Before not too long, we had arrived at our destination for the night, the city of Timisoara. We had investigated campsites, but reviews such as, and I quote, ‘don’t stay here… the toilets are bad….the electrical hookup is a deathtrap….hookups all unlocked with exposed electrical connections…the staff are basically grumpy and unhelpful…..the showers are broken, only one out of three worked… in all the sites we have stayed in throughout Europe, this is the worst.’ You get the picture! I must say, by now, Howard and I were hooting with laughter. Thankfully, for the price of a campsite throughout many places in Europe, you can bag a hotel room in Romania. So we promptly booked up a hotel online, and headed into town.

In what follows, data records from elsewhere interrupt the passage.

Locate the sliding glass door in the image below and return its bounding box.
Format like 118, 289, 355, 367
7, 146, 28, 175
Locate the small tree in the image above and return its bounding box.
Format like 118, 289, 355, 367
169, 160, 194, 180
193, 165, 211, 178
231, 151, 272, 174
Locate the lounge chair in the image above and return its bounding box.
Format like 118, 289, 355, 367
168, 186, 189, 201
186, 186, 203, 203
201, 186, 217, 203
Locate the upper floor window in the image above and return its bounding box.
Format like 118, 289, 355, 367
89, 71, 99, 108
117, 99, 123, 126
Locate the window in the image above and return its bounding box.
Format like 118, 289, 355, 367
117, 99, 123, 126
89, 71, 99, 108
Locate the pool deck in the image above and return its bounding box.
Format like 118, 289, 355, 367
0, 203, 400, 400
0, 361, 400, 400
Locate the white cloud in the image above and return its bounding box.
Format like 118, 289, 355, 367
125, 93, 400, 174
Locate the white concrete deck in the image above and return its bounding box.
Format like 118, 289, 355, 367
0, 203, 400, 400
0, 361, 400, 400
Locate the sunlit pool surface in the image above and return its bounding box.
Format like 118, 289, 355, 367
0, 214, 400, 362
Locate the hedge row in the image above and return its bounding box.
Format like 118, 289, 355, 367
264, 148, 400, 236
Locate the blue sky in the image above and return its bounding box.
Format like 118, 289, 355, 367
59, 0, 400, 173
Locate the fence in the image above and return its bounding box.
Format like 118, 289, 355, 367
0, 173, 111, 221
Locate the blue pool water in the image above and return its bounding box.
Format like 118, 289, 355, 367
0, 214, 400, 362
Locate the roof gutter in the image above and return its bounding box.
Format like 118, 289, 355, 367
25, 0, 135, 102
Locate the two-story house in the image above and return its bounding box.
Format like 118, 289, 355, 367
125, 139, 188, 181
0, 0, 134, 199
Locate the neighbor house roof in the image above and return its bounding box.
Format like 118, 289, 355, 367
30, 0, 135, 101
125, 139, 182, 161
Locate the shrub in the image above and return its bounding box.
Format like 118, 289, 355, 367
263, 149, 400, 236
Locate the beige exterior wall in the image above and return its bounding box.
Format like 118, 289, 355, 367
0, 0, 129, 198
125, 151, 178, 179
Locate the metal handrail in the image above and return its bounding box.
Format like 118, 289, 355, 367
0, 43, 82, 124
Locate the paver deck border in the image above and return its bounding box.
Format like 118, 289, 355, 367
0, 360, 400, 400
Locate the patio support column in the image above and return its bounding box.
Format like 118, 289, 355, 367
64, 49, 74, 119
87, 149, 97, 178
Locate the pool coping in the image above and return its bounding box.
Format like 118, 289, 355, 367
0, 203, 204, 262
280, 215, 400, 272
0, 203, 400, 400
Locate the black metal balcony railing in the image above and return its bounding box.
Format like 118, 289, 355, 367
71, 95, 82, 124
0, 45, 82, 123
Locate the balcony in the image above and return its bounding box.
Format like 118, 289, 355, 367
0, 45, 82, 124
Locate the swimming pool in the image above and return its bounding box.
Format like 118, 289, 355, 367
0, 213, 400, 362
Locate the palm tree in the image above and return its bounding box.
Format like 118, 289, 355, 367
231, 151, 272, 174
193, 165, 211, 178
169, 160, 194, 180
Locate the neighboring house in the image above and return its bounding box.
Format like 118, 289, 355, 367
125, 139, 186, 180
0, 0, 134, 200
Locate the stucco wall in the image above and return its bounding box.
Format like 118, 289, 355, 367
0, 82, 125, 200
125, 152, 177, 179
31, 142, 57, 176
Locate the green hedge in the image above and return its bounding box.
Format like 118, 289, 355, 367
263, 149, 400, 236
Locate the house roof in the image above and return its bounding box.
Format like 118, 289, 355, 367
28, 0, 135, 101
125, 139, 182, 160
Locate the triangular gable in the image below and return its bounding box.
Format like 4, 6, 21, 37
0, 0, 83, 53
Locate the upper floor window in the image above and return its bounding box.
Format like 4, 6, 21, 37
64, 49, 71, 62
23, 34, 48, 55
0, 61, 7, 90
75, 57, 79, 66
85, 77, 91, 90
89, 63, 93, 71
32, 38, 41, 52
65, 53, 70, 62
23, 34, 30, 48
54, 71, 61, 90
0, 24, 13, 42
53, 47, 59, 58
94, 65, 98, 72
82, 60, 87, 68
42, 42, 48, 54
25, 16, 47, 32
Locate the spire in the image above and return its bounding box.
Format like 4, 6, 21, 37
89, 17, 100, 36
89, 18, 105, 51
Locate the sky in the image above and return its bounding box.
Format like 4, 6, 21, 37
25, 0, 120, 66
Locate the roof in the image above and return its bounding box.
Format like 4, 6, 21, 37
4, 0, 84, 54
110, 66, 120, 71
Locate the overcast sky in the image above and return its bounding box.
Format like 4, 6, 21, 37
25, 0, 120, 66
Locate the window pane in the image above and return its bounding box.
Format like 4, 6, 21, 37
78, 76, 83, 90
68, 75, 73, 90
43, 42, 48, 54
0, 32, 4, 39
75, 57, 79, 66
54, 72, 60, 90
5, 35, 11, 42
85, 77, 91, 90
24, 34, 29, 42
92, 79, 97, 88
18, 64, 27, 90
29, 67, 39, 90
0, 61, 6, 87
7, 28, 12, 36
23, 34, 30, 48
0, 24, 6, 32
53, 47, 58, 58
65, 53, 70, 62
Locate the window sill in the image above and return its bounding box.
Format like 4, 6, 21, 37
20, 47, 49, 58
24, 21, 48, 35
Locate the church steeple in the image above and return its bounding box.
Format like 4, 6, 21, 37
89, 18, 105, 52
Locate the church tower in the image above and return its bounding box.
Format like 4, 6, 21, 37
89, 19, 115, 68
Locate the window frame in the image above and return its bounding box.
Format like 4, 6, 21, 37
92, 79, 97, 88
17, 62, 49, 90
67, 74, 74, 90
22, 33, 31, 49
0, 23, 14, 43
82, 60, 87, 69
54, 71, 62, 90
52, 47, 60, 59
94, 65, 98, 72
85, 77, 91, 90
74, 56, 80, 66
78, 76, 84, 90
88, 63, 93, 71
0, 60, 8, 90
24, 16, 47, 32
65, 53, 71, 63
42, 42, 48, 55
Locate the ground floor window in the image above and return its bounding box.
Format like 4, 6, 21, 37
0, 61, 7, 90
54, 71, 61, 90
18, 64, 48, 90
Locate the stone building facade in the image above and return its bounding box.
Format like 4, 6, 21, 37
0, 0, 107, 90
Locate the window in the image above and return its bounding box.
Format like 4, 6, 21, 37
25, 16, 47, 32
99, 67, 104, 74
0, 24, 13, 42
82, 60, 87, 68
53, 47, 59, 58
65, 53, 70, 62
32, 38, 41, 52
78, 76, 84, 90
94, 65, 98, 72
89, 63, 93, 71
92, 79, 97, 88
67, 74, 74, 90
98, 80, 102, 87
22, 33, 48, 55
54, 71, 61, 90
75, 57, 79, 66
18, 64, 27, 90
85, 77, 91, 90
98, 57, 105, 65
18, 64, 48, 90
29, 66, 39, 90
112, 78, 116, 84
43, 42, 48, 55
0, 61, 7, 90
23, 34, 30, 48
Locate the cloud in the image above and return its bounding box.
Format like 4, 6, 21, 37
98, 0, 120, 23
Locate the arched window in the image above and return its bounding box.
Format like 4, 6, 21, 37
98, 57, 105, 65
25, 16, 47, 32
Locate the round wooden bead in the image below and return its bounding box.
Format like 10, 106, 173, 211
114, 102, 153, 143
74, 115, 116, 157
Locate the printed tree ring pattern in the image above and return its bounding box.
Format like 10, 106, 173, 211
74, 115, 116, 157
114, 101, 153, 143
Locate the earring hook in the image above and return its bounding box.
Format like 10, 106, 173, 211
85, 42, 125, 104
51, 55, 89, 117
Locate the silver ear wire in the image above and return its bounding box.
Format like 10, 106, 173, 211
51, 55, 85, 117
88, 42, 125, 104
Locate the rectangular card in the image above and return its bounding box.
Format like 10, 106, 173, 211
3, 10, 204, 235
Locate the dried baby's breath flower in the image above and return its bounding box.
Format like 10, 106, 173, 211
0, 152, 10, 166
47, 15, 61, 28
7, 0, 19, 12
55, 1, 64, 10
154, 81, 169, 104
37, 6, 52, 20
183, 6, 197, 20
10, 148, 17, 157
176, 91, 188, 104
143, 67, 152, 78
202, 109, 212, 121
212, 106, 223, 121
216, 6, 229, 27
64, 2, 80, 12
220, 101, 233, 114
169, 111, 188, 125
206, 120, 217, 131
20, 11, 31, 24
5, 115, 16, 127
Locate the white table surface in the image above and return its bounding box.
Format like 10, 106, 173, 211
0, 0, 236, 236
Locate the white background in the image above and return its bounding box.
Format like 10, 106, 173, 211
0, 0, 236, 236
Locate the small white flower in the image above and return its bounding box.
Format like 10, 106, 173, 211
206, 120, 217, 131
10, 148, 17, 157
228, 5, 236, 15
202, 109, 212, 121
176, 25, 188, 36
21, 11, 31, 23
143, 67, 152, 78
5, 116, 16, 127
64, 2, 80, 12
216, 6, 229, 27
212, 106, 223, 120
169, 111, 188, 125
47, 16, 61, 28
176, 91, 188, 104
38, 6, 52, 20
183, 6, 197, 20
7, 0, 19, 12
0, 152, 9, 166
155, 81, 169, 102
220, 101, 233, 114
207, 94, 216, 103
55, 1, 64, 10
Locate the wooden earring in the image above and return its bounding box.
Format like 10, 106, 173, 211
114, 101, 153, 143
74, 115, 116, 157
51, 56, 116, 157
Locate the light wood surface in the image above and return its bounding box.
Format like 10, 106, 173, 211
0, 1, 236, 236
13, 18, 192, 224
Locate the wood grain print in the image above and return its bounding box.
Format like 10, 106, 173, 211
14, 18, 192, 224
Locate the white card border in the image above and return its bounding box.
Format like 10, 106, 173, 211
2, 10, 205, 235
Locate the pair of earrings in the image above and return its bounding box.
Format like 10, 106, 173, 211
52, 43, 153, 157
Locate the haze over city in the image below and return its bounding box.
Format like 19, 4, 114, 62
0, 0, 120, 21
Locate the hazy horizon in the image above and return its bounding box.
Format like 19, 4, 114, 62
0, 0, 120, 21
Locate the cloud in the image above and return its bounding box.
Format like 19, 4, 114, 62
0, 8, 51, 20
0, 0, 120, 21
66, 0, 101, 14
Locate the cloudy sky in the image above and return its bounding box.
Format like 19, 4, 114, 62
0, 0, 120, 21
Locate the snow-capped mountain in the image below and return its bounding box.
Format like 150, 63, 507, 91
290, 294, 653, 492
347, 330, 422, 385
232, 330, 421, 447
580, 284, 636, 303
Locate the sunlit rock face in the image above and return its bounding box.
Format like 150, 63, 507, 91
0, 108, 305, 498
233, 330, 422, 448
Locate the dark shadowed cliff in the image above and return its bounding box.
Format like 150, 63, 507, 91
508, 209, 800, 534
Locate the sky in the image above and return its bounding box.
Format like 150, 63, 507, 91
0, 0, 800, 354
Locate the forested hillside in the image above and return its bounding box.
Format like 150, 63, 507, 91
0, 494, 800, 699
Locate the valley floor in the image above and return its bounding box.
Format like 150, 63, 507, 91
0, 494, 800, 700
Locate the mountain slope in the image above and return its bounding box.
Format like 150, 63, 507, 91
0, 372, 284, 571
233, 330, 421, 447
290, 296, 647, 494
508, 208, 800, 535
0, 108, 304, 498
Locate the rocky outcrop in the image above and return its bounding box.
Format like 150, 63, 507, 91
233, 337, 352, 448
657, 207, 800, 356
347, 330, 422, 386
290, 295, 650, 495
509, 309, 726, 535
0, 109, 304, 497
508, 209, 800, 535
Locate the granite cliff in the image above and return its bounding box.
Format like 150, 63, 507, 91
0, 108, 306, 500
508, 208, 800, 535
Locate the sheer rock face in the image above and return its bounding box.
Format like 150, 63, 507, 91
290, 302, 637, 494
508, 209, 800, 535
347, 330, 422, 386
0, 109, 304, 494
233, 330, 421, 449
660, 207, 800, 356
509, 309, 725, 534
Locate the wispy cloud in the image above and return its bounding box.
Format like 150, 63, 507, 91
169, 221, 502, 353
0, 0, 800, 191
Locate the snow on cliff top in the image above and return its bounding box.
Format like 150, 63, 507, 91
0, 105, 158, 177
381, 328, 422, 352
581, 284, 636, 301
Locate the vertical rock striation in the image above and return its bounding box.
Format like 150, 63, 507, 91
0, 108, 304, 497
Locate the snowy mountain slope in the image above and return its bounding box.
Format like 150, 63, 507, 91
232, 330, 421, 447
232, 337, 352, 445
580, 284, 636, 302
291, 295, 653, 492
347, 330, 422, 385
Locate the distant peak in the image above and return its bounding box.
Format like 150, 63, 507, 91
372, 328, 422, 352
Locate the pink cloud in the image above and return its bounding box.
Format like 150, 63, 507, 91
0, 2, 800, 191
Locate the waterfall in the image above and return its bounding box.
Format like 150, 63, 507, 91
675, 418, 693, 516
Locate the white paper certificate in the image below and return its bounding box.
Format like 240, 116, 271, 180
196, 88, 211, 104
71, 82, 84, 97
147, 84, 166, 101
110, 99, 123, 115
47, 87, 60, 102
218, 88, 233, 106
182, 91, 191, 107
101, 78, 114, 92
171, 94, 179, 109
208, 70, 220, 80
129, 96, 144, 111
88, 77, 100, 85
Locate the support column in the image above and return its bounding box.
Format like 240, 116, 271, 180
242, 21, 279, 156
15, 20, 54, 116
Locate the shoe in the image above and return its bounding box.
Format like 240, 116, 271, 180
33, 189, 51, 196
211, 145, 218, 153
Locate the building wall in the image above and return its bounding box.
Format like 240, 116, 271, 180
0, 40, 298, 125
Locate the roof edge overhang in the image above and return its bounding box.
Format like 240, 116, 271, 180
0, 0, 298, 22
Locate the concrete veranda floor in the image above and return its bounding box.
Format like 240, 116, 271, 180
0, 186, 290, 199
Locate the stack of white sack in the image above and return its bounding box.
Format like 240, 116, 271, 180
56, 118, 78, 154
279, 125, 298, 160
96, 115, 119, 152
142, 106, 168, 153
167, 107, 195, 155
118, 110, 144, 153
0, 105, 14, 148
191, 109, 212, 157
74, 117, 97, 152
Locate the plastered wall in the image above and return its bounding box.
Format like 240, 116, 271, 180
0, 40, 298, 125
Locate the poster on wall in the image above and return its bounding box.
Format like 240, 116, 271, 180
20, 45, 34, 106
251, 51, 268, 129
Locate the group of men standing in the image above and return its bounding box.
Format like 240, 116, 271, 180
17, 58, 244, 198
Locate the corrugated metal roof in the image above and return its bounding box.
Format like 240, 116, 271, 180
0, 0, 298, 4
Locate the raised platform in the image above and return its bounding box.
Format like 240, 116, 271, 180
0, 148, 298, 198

Timisoara is the third largest city in Romania. It was instrumental in the liberation of Romania from communism, being the first place in the country to show resistance to the regime. It was here, in 1989, that Father Lasz-lo Tokes stood on the steps of the Orthodox Cathedral, and condemned the Ceausescu regime, the spark that triggered the downfall of communism. Not before the police had killed 115 protesters here in Timisoara, and many more in the capital Bucharest, where the unrest spread. It is estimated that 1033 people lost their lives in one night alone in the main square in Bucharest, when Ceausescu ordered tanks to suppress the mass rally in December 1989. By noon the next day, the dictator and his wife were forced to fee the capital by helicopter, but later arrested, tried by an anonymous court, and executed on Christmas Day by firing squad. Romania was the only Soviet bloc country to fall with the death of a leader.
In 2021, Timisoara will serve as the EU’s Capital of Culture, and reading through our trusty Lonely Planet, it sounded an interesting place to visit. The aforementioned guide informed us that Romania was sprucing itself up, and that ‘fix-up fever’ had reached Timisoara, which as a result of this award, is ‘cleaning itself up at a feverish pace’. Sadly, none of this ‘tidying’ was in evidence to us.
We found the hotel, which was small, but lovely – a bit like an oasis in the middle of melee of dilapidation. We dropped off our bags, and set off on foot to explore. It was like walking in a city that time had forgot. There was certainly evidence of former elegance – leafy tree lined streets, grand baroque mansions, civic parks. But that is where the elegance stopped. Virtually every building we saw was in a state of extreme disrepair – with peeling paint, flaking masonry, rusty railings, rotting front doors. The streets were in need of a good sweep, and clearly no-one seemed to be taking any pride in the environment where they lived. It was quite sad. The only buildings that we saw that were pristine, were the churches, with fresh paint, and manicured gardens.
We walked into the town centre, with it’s large pedestrianised area. Here, at least, there was some attempt at a tidy up, with a splendid flower display taking centrepiece. The shops in the precinct were also thriving, although look up, and again, the beautiful baroque facades were crumbling.
Our conclusion is that Timisoara has a hell of a lot of work to do, to get the city up to scratch for their year as City of Culture. That being said, the people were all really friendly, and there certainly was an energy to the place.
Unusually, we chose to have supper back at our hotel. We were thrilled to find, yet again, we were being treated to live music – this time a very good female vocalist, singing songs so ancient that my dad would have loved them, as did I! For once, Howard was out-danced by the man at the table next to ours, who, much to his wife’s irritation, started ‘Dad-dancing’ every time a number came up that he recognised. His wife, periodically poked him in the ribs. I know just how she feels!!